A for Andromeda
Mar. 27th, 2006 10:29 pm![[personal profile]](https://www.dreamwidth.org/img/silk/identity/user.png)
Given that the 1961 original was lost in one of the great BBC tape purges of the 1970s (to make way for Match of the Day, no doubt), it's unsurprising that I've never seen A for Andromeda. Rather more embarrassingly, I've not read any of Fred Hoyle's novels.
ias and I watched the live remake of The Quatermass Experiment that BBC Four showed last year; I enjoyed it, but I didn't think that the plot had dated especially well, and the pacing required of a live production with outside broadcasts felt artificial. I've just seen BBC Four's remake of A for Andromeda, and I have to say that I was really rather impressed. Good dialogue, and an intelligent script - what more could one want? The closing quotation by Carl Sagan was a deft, if slightly in-jokey touch, considering the considerable conceptual debt that Contact (written 1985) owes to A for Andromeda. I shan't deign to comment on the similarities between AFA and the execrable Species.
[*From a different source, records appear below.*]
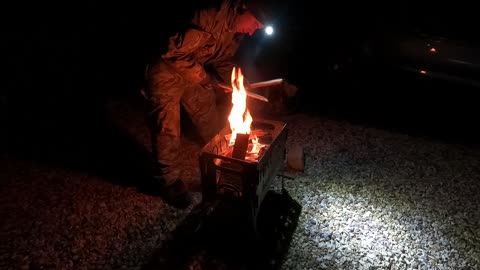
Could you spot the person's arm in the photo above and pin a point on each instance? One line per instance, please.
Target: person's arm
(180, 55)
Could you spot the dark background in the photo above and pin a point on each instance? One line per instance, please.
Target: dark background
(63, 62)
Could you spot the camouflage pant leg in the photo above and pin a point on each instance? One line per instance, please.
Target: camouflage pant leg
(200, 105)
(164, 92)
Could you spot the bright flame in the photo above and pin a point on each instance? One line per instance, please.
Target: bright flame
(239, 118)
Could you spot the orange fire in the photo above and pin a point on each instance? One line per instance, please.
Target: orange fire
(240, 118)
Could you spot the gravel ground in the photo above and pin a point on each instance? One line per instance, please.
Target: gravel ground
(370, 199)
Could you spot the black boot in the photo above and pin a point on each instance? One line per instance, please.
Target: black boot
(177, 194)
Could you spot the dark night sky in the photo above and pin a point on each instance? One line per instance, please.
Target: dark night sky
(66, 60)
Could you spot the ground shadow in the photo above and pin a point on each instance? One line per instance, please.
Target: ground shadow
(221, 237)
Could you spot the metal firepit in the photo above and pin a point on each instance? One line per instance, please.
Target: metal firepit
(247, 180)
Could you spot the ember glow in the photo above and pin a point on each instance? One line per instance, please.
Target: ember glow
(240, 118)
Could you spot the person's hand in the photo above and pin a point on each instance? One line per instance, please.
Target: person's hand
(208, 83)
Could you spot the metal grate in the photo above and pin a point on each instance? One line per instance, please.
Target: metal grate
(247, 180)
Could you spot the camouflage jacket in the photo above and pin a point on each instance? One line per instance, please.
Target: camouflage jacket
(209, 42)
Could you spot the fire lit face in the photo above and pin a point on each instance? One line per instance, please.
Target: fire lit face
(247, 23)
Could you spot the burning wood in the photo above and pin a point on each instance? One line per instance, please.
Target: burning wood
(240, 121)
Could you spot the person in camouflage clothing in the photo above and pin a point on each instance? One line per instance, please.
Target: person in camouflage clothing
(185, 76)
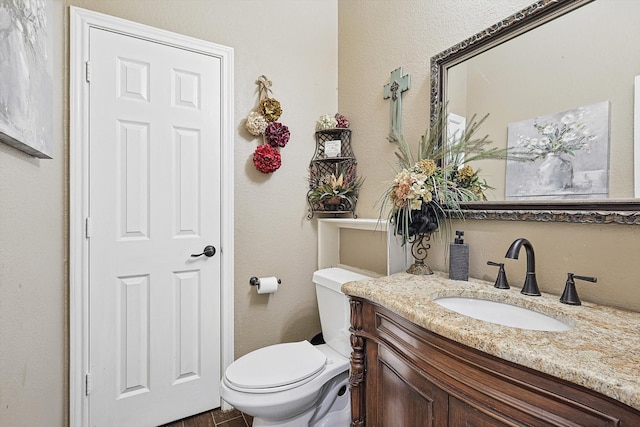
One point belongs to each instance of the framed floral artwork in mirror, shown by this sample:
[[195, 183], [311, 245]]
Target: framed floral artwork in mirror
[[570, 151]]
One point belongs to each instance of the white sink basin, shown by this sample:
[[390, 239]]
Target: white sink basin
[[502, 314]]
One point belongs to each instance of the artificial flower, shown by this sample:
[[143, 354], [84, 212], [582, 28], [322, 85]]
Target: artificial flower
[[270, 109], [267, 158], [341, 121], [256, 123], [326, 121], [427, 192], [277, 134]]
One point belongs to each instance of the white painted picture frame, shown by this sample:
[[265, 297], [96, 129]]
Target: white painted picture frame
[[26, 92]]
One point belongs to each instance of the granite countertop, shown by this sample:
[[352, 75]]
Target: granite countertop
[[601, 352]]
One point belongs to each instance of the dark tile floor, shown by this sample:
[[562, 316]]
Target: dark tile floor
[[215, 418]]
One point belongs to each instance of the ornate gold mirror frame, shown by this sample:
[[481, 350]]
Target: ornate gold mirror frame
[[608, 211]]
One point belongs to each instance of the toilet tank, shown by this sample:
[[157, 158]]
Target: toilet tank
[[333, 306]]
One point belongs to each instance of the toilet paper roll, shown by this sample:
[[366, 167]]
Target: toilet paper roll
[[268, 285]]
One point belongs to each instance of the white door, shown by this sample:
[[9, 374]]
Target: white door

In other news, I'm back from Sofia, and will possibly write something about that tomorrow.
no subject
Date: 2006-03-28 09:37 am (UTC)I think an interesting twist would be for the research team to upgrade themselves to the point where they were equal then surpassed Andromeda. At this point they can start to contact the mystery messengers.
Life can react to an environment by changing it or adapting to it. The play focused on biogenetics, rejecting this nascent tech was conventional, embracing it would have been more dramatically satisfying.
no subject
Date: 2006-03-28 10:04 am (UTC)The case should be made for the adaptation of more recent British SF for a BBC Four audience; keep retreading old plots, and you're in danger of making highbrow SF look more like period drama. I think that the Langford Blit stories could be suitably adapted, being thoughtful and not overly reliant on special effects, as might Charlie Stross's Laundry stories.